Jan 03 2026|Written by Slimane Akalië|productivity, career


Joel Spolsky wrote in his Guerrilla Guide to Interviewing: "You’re going to see three types of people in your interviews. At one end of the scale, there are the unwashed masses, lacking even the most basic skills for this job. They are easy to ferret out and eliminate, often just by asking two or three quick questions. At the other extreme you’ve got your brilliant superstars who write lisp compilers for fun, in a weekend, in Assembler for the Nintendo DS. And in the middle, you have a large number of “maybes” who seem like they might just be able to contribute something. The trick is telling the difference between the superstars and the maybes, because the secret is that you don’t want to hire any of the maybes. Ever."


Even though people can and do change (for better or worse), most of the time, they don't, so Joel has truth in what he's saying.


It's fair to think: "I need to do X, we have John on the team, but John can't handle it reliably (he failed last time), I might just do it myself instead of wasting my time and energy going back and forth with him", and probably you need to fire John or not even hire him in the first place.


The mistake senior knowledge workers and managers tend to make these last years is to apply the same algorithm to AI assistants.

Our mind goes like this: "I need to do X, we have to access to AI, but AI can't handle it reliably (it failed last time), I might just do it myself instead of wasting time and tokens".


But with the fast improvements in AI models and tools, it takes deliberate effort to adjust your expectations and delegate tasks that older models/tools failed to tackle successfully to newer models/tools that MIGHT do a better job.

Experimentation takes time, effort, and some money, but it pays off later.

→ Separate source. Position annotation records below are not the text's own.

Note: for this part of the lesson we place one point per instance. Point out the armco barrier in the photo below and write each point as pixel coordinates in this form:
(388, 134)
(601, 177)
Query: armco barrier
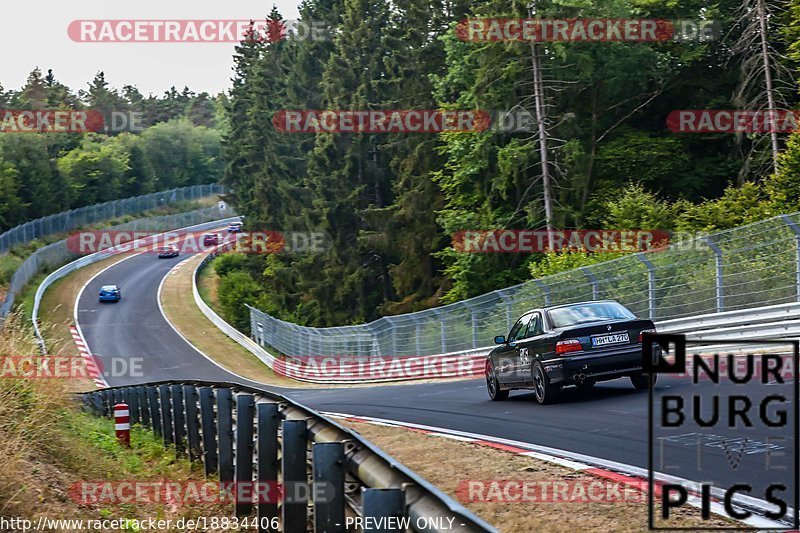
(207, 213)
(247, 436)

And always remember that innovation is not productive short term.

If you experiment intentionally and regularly, you might get scared seeing all the progress with your own eyes and think of switching careers to harder-to-automate occupations, or seize the opportunity to achieve more either in your current role or in a more advanced role (e.g. building one-man successful businesses from scratch with the help of AI).